Re: [RFC PATCH 09/11] sched/rt: Fix proxy/current (push,pull)ability

From: Connor O'Brien
Date: Fri Oct 14 2022 - 18:33:14 EST


On Mon, Oct 10, 2022 at 4:40 AM Valentin Schneider <vschneid@xxxxxxxxxx> wrote:
>
> On 03/10/22 21:44, Connor O'Brien wrote:
> > From: Valentin Schneider <valentin.schneider@xxxxxxx>
>
> This was one of my attempts at fixing RT load balancing (the BUG_ON in
> pick_next_pushable_task() was quite easy to trigger), but I ended up
> convincing myself this was insufficient - this only "tags" the donor and
> the proxy, the entire blocked chain needs tagging. Hopefully not all of
> what I'm about to write is nonsense, some of the neurons I need for this
> haven't been used in a while - to be taken with a grain of salt.
Made sense to me! Thanks, this was really helpful for understanding
the interactions between proxy execution & load balancing.
>
> Consider pick_highest_pushable_task() - we don't want any task in a blocked
> chain to be pickable. There's no point in migrating it, we'll just hit
> schedule()->proxy(), follow p->blocked_on and most likely move it back to
> where the rest of the chain is. This applies any sort of balancing (CFS,
> RT, DL).
>
> ATM I think PE breaks the "run the N highest priority task on our N CPUs"
> policy. Consider:
>
> p0 (FIFO42)
> |
> | blocked_on
> v
> p1 (FIFO41)
> |
> | blocked_on
> v
> p2 (FIFO40)
>
> Add on top p3 an unrelated FIFO1 task, and p4 an unrelated CFS task.
>
> CPU0
> current: p0
> proxy: p2
> enqueued: p0, p1, p2, p3
>
> CPU1
> current: p4
> proxy: p4
> enqueued: p4
>
>
> pick_next_pushable_task() on CPU0 would pick p1 as the next highest
> priority task to push away to e.g.

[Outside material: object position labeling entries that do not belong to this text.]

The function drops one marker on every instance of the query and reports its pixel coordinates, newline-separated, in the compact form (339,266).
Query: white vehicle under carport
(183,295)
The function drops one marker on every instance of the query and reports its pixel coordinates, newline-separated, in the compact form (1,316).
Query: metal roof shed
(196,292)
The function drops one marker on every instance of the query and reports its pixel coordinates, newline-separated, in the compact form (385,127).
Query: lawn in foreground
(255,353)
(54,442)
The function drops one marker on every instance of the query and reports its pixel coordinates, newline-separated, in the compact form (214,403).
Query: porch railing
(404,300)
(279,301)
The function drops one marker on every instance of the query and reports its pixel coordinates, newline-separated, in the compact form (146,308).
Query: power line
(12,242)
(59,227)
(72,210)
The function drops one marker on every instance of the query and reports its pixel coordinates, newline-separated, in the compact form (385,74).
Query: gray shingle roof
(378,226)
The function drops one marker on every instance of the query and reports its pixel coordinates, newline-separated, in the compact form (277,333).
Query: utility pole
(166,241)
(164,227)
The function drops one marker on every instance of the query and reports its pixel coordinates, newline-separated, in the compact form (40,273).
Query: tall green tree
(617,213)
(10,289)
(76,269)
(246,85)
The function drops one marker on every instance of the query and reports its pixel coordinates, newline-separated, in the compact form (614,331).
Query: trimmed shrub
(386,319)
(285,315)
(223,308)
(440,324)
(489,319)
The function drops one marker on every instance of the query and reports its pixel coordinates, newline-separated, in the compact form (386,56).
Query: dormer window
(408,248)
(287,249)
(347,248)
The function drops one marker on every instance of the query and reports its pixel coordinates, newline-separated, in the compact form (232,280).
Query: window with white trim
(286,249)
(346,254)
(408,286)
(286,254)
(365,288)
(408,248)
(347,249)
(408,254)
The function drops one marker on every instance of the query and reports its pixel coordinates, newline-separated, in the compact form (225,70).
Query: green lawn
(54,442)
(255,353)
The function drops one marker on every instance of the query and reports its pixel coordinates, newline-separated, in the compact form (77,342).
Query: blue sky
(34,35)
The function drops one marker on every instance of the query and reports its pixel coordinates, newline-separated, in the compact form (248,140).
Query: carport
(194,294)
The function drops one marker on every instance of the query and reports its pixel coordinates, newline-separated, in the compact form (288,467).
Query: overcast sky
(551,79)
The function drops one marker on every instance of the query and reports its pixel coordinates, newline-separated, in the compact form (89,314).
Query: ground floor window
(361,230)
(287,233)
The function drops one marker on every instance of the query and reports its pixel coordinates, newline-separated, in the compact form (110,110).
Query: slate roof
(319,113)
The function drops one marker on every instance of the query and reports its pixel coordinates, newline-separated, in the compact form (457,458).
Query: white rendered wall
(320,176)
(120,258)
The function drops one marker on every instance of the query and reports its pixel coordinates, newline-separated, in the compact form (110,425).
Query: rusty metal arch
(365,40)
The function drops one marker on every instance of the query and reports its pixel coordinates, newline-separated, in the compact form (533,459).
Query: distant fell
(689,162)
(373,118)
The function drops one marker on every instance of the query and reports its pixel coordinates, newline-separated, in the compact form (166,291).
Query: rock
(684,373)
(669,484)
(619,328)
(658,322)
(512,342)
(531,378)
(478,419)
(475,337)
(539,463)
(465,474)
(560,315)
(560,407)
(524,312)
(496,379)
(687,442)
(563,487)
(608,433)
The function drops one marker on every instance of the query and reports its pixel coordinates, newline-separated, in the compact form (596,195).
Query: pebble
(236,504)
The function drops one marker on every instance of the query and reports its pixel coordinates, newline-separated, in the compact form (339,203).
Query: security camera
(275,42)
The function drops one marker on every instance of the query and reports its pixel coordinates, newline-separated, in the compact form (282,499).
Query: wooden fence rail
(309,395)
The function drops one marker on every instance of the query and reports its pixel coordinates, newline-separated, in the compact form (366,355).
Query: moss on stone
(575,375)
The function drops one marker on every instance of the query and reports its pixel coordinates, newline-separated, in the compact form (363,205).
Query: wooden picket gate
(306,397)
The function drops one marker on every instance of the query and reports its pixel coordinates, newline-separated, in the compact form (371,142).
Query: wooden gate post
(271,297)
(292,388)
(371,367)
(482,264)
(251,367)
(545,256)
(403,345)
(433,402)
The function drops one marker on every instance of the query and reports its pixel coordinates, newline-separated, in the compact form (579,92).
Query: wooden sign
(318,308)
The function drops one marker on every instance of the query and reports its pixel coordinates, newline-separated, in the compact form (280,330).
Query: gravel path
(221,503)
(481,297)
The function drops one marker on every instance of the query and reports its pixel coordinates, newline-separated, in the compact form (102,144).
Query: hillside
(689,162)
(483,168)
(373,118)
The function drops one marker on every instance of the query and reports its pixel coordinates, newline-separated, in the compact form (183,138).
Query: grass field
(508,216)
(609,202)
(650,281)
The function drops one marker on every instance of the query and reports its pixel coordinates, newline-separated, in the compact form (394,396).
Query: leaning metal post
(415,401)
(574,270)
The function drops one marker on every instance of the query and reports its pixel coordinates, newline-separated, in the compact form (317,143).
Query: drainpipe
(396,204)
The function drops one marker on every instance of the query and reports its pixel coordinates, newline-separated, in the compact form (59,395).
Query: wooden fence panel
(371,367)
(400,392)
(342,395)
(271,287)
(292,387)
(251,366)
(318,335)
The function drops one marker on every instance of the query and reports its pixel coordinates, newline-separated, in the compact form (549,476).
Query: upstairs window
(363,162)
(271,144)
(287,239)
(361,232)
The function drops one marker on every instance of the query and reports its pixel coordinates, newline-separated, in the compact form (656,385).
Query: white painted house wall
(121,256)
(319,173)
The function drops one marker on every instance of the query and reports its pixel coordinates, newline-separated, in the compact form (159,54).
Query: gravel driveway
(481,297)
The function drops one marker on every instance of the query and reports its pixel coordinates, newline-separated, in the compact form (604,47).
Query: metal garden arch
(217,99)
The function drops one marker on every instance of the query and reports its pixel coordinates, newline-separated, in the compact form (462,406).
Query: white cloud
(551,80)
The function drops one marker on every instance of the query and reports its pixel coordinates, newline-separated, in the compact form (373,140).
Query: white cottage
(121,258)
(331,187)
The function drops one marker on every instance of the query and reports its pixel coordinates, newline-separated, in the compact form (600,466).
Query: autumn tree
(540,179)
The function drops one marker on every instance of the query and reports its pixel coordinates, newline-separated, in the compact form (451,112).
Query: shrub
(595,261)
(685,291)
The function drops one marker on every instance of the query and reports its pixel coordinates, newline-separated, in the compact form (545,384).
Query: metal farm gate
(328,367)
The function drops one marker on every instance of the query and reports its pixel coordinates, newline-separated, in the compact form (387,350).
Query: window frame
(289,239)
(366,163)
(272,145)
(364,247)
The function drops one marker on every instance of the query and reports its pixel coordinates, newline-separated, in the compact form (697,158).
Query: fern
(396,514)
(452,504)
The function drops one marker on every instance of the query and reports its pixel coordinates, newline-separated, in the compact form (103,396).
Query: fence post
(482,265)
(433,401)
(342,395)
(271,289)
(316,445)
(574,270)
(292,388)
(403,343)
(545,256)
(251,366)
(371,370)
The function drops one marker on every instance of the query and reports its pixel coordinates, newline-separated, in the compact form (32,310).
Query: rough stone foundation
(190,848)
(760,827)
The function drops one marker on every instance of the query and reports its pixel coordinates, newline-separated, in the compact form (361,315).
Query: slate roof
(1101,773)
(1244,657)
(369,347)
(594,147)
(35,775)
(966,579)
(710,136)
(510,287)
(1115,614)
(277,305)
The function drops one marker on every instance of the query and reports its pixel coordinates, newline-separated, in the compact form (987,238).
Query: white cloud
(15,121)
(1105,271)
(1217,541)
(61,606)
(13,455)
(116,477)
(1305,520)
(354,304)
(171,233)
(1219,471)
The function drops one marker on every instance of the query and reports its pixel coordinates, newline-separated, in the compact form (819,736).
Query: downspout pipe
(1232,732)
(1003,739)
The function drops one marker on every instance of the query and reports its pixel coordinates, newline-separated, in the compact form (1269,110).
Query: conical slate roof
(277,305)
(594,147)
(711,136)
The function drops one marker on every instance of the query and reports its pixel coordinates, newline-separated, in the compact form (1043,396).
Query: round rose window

CPU1, but that would be undone as soon
> as proxy() happens on CPU1: we'd notice the CPU boundary and punt it back
> to CPU0. What we would want here is to pick p3 instead to have it run on
> CPU1.

Given this point, is there any reason that blocked tasks should ever
be pushable, even if they are not part of the blocked chain for the
currently running task? If we could just check task_is_blocked()
rather than needing to know whether the task is in the middle of the
"active" chain, that would seem to simplify things greatly. I think
that approach might also require another dequeue/enqueue, in
ttwu_runnable(), to catch non-proxy blocked tasks becoming unblocked
(and therefore pushable), but that *seems* OK...though I could
certainly be missing something.

A related load balancing correctness question that caught my eye while
taking another look at this code: when we have rq->curr != rq->proxy
and then rq->curr is preempted and switches out, IIUC rq->curr should
become pushable immediately - but this does not seem to be the case
even with this patch. Is there a path that handles this case that I'm
just missing, or a reason that no special handling is needed?
Otherwise I wonder if __schedule() might need a dequeue/enqueue for
the prev task as well in this case.
>
> I *think* we want only the proxy of an entire blocked-chain to be visible
> to load-balance, unfortunately PE gathers the blocked-chain onto the
> donor's CPU which kinda undoes that.
>
> Having the blocked tasks remain in the rq is very handy as it directly
> gives us the scheduling context and we can unwind the blocked chain for the
> execution context, but it does wreak havock in load-balancing :/
>